Before we in the freshman class of 11 Republican senators came to Washington in 1995, it appeared that big government could not be stopped. Congress and the president debated how much to raise the people's taxes; the president sought to take over one-seventh of the economy - the health care industry - and give it to the federal government; and the multiplication of government agencies, regulations, and mandates seemed unstoppable.
Today we are debating with the president over how large a tax cut America's working people must have. We are working toward a balanced budget by the year 2002 and have brought a halt to unrestrained government growth. This last session we even passed out of committee, for the first time ever, a plan to dismantle the outdated and anarchic Department of Commerce.

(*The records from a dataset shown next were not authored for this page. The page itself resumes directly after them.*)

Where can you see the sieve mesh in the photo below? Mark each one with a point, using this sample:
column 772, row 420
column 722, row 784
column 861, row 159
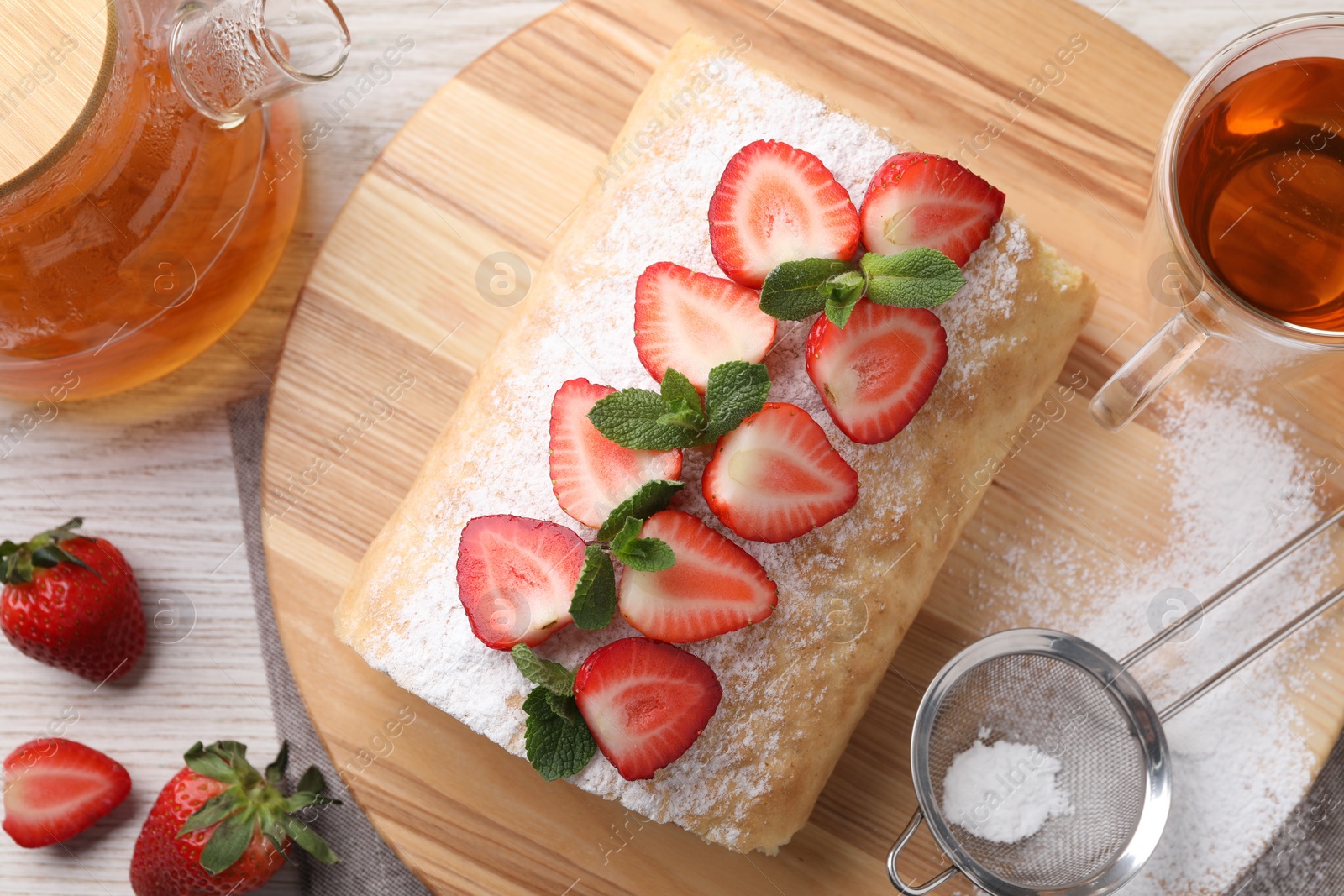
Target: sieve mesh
column 1068, row 712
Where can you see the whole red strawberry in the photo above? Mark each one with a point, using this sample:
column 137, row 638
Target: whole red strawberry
column 222, row 828
column 71, row 602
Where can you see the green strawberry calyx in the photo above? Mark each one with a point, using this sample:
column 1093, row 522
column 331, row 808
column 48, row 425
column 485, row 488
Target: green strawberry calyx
column 253, row 802
column 18, row 562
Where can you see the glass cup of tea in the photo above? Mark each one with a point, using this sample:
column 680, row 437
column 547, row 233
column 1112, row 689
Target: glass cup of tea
column 1245, row 224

This great change came about because the new Republicans and their returning colleagues made it their business to rein in the federal government. We passed legislation making Congress abide by the same rules it applies to the rest of America. We ended Congress's practice of ordering states, localities, and businesses to make reforms without voting the money to pay for them. We instituted lobbying reform and a gift ban. Through all these measures, we sought to make Congress more accountable to the people. Accountability breeds responsibility: When public officials know that they must pay for their mandates, that they will have to abide by the rules they promulgate, that there are limits to how much they can tax and spend, they begin to live within their means. Under these circumstances, members of Congress will begin to govern less and leave more liberty for the American people, acting as individuals or through their communities and states.

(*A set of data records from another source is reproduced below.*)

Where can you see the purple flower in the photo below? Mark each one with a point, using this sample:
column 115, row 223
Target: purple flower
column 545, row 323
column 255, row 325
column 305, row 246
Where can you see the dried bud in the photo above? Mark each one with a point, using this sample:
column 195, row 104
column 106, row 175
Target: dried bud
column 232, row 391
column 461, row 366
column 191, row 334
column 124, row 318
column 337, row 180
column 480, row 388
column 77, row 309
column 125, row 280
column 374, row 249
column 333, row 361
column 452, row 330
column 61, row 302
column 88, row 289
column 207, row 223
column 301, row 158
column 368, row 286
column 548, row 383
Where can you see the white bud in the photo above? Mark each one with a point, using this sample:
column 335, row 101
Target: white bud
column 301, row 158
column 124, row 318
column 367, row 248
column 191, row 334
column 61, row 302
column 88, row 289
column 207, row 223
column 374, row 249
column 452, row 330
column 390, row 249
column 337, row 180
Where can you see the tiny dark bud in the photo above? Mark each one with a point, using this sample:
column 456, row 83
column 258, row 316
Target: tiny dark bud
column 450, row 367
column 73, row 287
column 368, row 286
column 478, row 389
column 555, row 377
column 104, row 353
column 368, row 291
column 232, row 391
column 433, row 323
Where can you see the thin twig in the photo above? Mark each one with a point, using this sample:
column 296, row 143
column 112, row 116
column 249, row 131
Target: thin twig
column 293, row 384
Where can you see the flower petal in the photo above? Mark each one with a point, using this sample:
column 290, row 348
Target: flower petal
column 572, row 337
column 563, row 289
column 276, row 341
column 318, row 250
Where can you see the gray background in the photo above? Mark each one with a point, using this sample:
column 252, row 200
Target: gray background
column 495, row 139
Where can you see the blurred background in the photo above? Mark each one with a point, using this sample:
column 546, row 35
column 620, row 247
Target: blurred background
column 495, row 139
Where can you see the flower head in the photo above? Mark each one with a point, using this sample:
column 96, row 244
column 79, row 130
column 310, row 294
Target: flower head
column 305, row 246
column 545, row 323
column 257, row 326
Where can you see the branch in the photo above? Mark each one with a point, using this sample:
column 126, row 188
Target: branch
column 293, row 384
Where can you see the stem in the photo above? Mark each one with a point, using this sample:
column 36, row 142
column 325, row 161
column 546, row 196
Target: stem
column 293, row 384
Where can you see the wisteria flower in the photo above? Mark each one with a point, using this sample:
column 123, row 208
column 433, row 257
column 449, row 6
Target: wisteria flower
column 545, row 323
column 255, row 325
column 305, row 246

This is not to say that government has suddenly been brought under control. The federal government still takes for taxes 25 cents of every dollar earned. It still employs about 4 million people. It still costs the US economy $60 billion per year in regulatory and paperwork-compliance costs.
And the freshman Republicans have not always been successful in enacting their proposals. The president vetoed the first balanced budget proposed in 25 years. He is balking at our middle-class tax cuts, including our $500 per-child family tax credit. He vetoed a welfare-reform bill that would end welfare as we know it.
More troubling, we still do not have a sufficient number of like-minded colleagues to keep Senate Democrats from filibustering and otherwise killing important reforms. Both regulatory reform and broad civil-justice reform fell victim to Democratic intransigence. House Republicans have the votes to pass important reforms. In the Senate we can usually muster the majority needed for these reforms, but we don't have the 60 votes necessary to close off Democratic filibusters - or the 67 votes necessary to override a veto.
We have laid the groundwork for a smaller, more responsible federal government. But we have a long way to go. We Republicans, who value personal liberty and limited government, must have reinforcements if we are to continue winning the battle against the federal Leviathan. Clinton may have meant it when he said the era of big government is over. But to make that a reality will require a stronger Republican presence in Washington.